Het verband tussen de uitspraak van het Grondwettelijk Hof en de arresten van het Europees Hof van Justitie is duidelijk: het recht loopt achter op de socio-economische realiteit als het over de pensioenleeftijd gaat.

Bron: Leergang Pensioenrecht 2010-2011, nieuwsbrief nr. 2

Aftrekbaarheid aanvullend pensioen en de 80%-grens

Tussen een onderneming en wijlen haar gedelegeerd bestuurder werd er een onderhands ‘pensioencontract’ afgesloten. Dit voorzag in de toekenning vanaf de beëindiging van zijn mandaat, van een maandelijks pensioen. Na het overlijden van de man, werden de pensioenbedragen aan zijn weduwe uitgekeerd. De fiscale administratie heeft het verschil tussen het aan de weduwe toegekende brutopensioen en het maximumbedrag van de geïndexeerde renten bij toepassing van artikel 59 WIB92 als niet aftrekbare pensioenen en pensioenbijdragen verworpen.

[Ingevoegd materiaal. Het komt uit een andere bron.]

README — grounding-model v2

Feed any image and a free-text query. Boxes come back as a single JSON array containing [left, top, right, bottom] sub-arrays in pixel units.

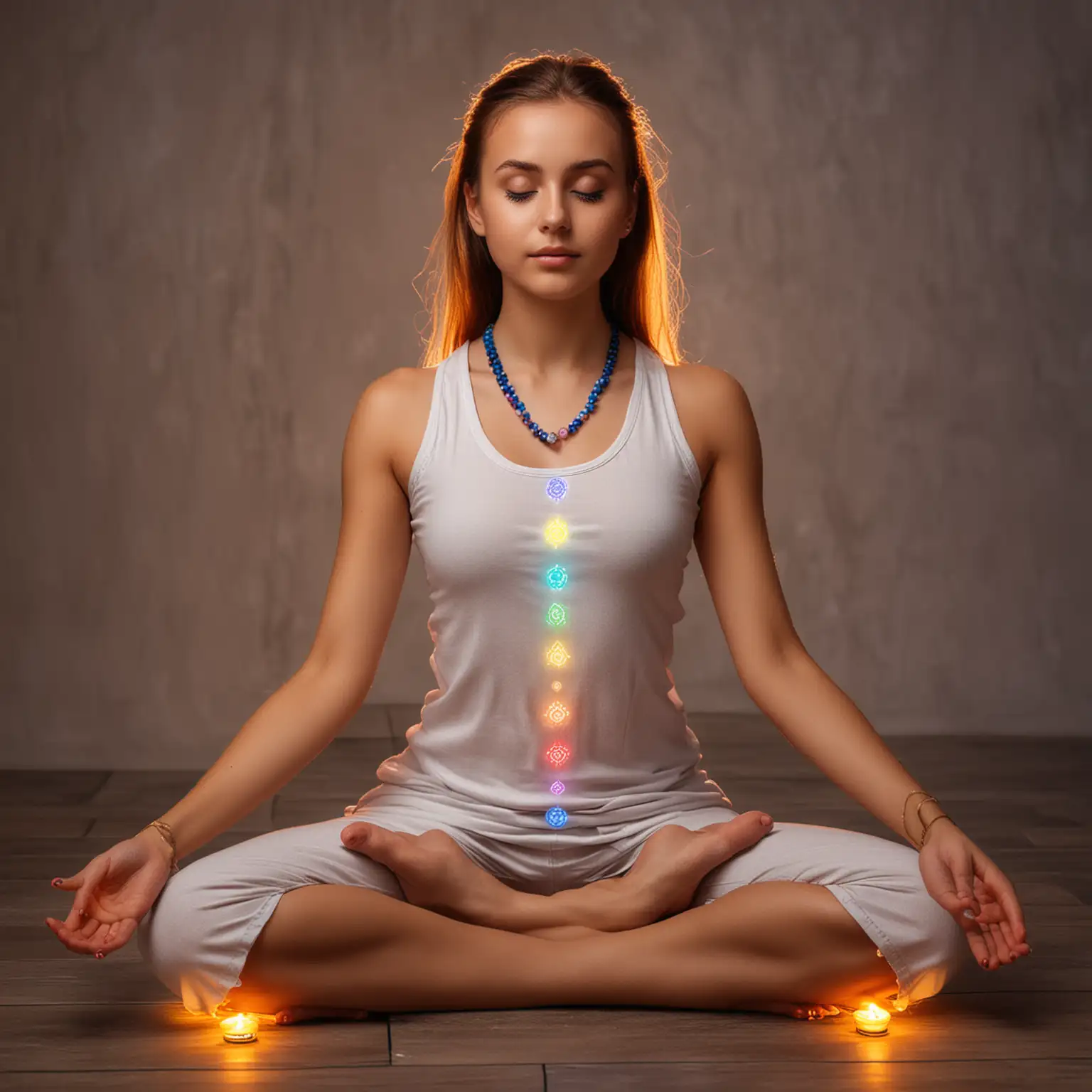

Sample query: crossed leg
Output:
[[224, 823, 896, 1015]]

Krachtens artikel 59, eerste lid, WIB92 bepaald de voorwaarden waaronder werkgeversbijdragen voor aanvullende verzekering tegen ouderdom en vroegtijdige dood als beroepskosten worden aangemerkt. Zo moeten ze definitief worden gestort aan een in België gevestigde verzekeringsonderneming of instelling voor sociale voorzieningen en zijn pensioenen, renten of als zodanig geldende toelagen slechts als beroepskosten aftrekbaar in zover ze niet meer bedragen dan hetgeen door storting van bijdragen als bedoeld in artikel 59 WIB92, zou zijn verkregen. De voormelde aftrekbeperking houdt in dat de pensioenen enz. slechts aftrekbaar zijn in de mate dat de wettelijke en extrawettelijke toekenningen naar aanleiding van de pensionering uitgedrukt in jaarlijkse renten, waarvan een indexering is toegelaten, niet meer bedragen dan 80% van de laatste normale bruto jaarbezoldiging (artikel 34 KB/WIB ’92) en worden berekend naar de normale duur van een beroepswerkzaamheid (artikel 34 KB/WIB ’92).

Het Hof van Beroep stelt vast dat de fiscale administratie niet betwist dat de in artikel 59 WIB92 gestelde beperking tot 80% in principe eveneens van toepassing is met betrekking tot de pensioenen die door een onderneming aan de rechtverkrijgenden van gewezen personeelsleden worden toegekend. Er dient eerst onderzocht te worden of de aftrekbeperking wel degelijk correct en in overeenstemming met artikel 59 WIB92 werd en wordt toegepast. Uit geen enkel stuk van het administratief dossier blijkt dat dit wettigheidtoezicht door de administratie werd uitgevoerd. Het behoort dat partijen hieromtrent standpunt zouden innemen en alle stukken, die dergelijk wettigheidtoezicht zouden moeten toelaten uit te voeren, zouden overleggen. Het Hof van Beroep heropent de debatten teneinde partijen toe te laten conclusies op te stellen omtrent de toepassing va de aftrekbeperking tot 80%.

Antwerpen, 18 mei 2010, Fiscalnet 29 september 2010.